Japan Soccer League
- Season: 1978

= 1978 Japan Soccer League =

Statistics of Japan Soccer League for the 1978 season.

==First Division==
By winning the 1978 Emperor's Cup and 1978 Japan Soccer League Cup along with the title, Mitsubishi completed the first Japanese treble ever.

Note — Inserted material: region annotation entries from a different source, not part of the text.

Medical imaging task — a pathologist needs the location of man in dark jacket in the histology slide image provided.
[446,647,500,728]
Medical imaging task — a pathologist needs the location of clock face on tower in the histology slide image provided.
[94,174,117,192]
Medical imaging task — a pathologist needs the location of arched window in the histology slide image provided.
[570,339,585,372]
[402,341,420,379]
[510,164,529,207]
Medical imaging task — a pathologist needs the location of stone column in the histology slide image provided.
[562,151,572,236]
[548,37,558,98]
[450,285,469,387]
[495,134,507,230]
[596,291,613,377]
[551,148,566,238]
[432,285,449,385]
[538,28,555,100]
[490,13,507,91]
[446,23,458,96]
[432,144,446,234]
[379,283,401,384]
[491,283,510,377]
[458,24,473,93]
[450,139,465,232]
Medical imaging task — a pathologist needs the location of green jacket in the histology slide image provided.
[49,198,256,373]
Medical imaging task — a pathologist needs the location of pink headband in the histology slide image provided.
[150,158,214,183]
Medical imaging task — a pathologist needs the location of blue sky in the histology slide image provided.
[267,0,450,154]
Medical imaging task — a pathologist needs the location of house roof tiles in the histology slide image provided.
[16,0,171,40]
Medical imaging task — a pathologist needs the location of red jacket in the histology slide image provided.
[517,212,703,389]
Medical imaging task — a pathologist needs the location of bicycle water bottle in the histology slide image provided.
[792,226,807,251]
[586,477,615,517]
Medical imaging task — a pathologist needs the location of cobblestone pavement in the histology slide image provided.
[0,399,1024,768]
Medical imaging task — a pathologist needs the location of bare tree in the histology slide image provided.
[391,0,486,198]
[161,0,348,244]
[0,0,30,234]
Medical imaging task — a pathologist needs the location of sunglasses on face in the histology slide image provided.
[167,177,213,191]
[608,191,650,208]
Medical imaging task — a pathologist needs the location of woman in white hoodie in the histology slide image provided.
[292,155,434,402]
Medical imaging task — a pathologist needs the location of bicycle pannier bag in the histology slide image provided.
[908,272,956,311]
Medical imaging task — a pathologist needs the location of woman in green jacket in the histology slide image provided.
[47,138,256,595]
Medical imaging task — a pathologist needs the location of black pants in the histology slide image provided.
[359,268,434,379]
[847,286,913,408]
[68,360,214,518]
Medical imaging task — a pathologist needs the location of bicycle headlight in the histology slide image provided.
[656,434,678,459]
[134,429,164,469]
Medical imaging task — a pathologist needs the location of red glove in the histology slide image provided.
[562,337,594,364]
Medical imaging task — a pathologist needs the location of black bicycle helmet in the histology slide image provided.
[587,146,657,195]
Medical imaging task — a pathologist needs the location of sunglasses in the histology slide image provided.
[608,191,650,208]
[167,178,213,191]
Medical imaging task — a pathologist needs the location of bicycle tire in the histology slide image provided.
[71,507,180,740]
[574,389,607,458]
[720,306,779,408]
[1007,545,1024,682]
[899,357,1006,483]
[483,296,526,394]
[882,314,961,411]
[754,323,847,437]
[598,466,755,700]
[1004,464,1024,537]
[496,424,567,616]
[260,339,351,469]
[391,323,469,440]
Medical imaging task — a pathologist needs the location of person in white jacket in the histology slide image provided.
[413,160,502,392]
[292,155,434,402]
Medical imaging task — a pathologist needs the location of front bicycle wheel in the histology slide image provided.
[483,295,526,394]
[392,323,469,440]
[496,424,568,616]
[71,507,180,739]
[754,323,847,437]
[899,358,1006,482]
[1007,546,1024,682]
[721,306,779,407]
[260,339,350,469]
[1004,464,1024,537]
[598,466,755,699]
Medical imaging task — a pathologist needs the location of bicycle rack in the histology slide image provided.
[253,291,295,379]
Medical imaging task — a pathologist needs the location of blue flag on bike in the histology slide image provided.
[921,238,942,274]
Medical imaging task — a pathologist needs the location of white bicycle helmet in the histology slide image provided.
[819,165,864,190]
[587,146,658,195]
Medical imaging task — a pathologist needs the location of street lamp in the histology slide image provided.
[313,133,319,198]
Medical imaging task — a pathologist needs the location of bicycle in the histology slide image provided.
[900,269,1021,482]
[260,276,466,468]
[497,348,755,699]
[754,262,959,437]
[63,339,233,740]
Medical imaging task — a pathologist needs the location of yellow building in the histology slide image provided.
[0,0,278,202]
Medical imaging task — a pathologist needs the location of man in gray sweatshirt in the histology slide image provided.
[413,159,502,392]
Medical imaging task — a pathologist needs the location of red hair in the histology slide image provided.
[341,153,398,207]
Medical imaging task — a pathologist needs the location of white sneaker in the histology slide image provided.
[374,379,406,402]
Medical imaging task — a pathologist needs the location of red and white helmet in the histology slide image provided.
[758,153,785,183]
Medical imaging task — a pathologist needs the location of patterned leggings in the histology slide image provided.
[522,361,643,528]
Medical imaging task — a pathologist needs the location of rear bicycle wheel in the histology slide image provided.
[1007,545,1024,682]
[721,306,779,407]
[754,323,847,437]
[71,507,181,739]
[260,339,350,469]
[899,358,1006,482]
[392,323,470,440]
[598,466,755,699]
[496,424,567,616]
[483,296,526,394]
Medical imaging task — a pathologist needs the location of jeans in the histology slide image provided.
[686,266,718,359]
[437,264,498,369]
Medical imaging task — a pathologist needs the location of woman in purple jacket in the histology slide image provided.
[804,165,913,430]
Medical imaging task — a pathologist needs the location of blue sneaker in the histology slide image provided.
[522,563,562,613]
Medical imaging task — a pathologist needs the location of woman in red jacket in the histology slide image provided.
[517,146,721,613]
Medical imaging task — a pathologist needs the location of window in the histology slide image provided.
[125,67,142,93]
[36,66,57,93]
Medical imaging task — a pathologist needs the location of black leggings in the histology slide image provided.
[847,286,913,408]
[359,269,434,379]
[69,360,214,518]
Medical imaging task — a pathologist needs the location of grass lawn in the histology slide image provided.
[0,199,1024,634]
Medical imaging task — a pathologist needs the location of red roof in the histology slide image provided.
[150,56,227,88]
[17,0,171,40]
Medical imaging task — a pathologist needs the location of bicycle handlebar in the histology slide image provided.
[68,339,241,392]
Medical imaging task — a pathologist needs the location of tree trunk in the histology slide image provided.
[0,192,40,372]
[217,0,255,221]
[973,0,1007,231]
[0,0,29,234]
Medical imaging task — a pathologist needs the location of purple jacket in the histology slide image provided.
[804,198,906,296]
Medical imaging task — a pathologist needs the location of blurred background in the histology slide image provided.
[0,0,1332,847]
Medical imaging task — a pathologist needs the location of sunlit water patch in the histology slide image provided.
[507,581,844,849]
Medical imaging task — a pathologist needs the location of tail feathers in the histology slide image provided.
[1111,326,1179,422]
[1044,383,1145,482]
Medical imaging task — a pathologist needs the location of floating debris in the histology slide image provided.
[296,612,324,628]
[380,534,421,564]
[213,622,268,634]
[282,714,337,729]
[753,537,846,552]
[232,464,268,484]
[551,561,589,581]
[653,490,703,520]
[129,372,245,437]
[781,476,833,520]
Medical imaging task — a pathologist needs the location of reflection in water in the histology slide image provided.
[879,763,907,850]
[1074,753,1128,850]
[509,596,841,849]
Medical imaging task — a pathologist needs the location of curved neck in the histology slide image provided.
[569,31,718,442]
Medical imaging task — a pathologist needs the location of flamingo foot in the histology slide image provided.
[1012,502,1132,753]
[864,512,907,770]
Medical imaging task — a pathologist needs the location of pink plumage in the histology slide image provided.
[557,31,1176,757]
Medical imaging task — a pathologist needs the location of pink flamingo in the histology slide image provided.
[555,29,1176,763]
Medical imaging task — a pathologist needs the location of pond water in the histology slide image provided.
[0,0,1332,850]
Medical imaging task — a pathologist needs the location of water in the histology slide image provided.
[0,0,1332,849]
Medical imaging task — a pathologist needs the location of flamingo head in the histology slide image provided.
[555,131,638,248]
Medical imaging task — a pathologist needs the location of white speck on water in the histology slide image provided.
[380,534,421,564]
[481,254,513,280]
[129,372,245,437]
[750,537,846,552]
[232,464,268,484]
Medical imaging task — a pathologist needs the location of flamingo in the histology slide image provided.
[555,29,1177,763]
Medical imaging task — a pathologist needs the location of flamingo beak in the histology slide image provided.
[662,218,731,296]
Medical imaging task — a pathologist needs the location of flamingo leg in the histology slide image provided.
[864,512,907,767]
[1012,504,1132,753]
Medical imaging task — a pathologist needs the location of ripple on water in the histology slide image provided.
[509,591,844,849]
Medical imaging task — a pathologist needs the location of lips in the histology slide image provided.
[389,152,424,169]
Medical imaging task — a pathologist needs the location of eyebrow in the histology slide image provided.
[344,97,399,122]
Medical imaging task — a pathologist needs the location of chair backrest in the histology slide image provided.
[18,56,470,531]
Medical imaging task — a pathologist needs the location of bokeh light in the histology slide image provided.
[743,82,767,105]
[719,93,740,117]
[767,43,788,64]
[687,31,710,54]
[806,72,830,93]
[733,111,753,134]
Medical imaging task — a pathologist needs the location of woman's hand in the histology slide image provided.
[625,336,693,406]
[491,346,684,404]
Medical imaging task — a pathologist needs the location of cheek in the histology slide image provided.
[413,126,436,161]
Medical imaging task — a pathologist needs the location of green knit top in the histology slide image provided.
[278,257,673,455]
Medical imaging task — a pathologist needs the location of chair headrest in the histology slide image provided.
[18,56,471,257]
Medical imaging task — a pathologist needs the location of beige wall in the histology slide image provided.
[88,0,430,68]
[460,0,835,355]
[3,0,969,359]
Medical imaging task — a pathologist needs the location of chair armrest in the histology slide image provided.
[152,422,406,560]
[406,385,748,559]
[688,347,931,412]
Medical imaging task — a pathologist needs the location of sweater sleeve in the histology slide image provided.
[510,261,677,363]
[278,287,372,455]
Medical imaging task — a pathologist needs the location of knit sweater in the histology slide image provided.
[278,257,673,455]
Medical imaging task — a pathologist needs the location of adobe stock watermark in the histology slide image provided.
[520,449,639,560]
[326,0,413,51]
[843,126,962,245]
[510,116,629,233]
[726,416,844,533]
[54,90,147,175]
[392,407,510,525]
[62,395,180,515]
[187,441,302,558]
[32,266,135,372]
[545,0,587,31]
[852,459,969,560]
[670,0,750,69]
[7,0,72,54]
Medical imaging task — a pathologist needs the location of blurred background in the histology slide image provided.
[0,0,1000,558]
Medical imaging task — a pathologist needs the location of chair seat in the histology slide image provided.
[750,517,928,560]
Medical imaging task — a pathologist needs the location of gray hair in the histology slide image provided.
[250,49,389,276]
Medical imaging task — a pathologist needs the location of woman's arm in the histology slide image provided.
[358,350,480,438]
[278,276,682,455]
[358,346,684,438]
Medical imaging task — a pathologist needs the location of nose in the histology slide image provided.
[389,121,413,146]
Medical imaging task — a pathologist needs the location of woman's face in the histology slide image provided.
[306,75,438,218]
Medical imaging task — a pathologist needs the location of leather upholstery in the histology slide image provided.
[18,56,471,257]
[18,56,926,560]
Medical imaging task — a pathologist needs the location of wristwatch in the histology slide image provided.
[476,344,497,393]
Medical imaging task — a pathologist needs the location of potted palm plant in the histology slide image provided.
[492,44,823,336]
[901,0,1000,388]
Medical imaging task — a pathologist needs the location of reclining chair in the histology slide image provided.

| Pos | Team | Pld | W | PKW | PKL | L | GF | GA | GD | Pts | Qualification |
| 1 | Mitsubishi Motors | 18 | 13 | 1 | 0 | 4 | 30 | 13 | +17 | 54 | Champions |
| 2 | Yanmar Diesel | 18 | 11 | 1 | 1 | 5 | 33 | 26 | +7 | 47 |  |
| 3 | Fujita | 18 | 9 | 3 | 4 | 2 | 35 | 14 | +21 | 46 |
| 4 | Yomiuri | 18 | 10 | 1 | 1 | 6 | 40 | 30 | +10 | 43 |
| 5 | Hitachi | 18 | 8 | 1 | 0 | 9 | 36 | 30 | +6 | 34 |
| 6 | Toyo Industries | 18 | 7 | 3 | 0 | 8 | 23 | 34 | −11 | 34 |
| 7 | Nippon Kokan | 18 | 7 | 0 | 2 | 9 | 19 | 21 | −2 | 30 |
| 8 | Nippon Steel | 18 | 5 | 2 | 2 | 9 | 16 | 18 | −2 | 26 |
| 9 | Fujitsu | 18 | 3 | 1 | 3 | 11 | 14 | 29 | −15 | 17 | To promotion/relegation Series |
| 10 | Furukawa Electric | 18 | 3 | 1 | 1 | 13 | 9 | 30 | −21 | 15 |

===Promotion/relegation Series===

| JSL Division 1 | 1st leg | 2nd leg | JSL Division 2 |
|---|---|---|---|
| Fujitsu | 0-2 | 1-2 | Nissan Motors |
| Furukawa Electric | 1-0 | 0-0 | Honda |

Nissan promoted, Fujitsu relegated.

==Second Division==

| Pos | Team | Pld | W | PKW | PKL | L | GF | GA | GD | Pts | Qualification |
| 1 | Honda | 18 | 13 | 1 | 3 | 1 | 39 | 9 | +30 | 57 | To promotion/relegation Series with Division 1 |
| 2 | Nissan Motors | 18 | 10 | 2 | 2 | 4 | 36 | 16 | +20 | 46 |
| 3 | Kofu Club | 18 | 9 | 1 | 0 | 8 | 32 | 33 | −1 | 38 |  |
| 4 | Yanmar Club | 18 | 8 | 3 | 0 | 7 | 29 | 31 | −2 | 38 |
| 5 | Tanabe Pharmaceutical | 18 | 7 | 3 | 3 | 5 | 23 | 16 | +7 | 37 |
| 6 | Teijin | 18 | 7 | 2 | 2 | 7 | 25 | 22 | +3 | 34 |
| 7 | Toshiba Horikawacho | 18 | 7 | 2 | 2 | 7 | 20 | 20 | 0 | 34 |
| 8 | Sumitomo Metal | 18 | 7 | 0 | 2 | 9 | 29 | 28 | +1 | 30 |
| 9 | Toyota Motors | 18 | 5 | 1 | 0 | 12 | 26 | 42 | −16 | 22 | To promotion/relegation Series with Regional Series finalists |
| 10 | Kyoto Shiko Club | 18 | 1 | 1 | 2 | 14 | 15 | 51 | −36 | 8 |

===Promotion/relegation Series===

| JSL | 1st leg | 2nd leg | Regional Series |
|---|---|---|---|
| Toyota Motors | 1-0 | 1-2 | Toho Titanium (runner-up) |
| Kyoto Shiko Club | 0-3 | 1-0 | Yamaha Motors (champion) |

Yamaha promoted, Kyoto Shiko relegated.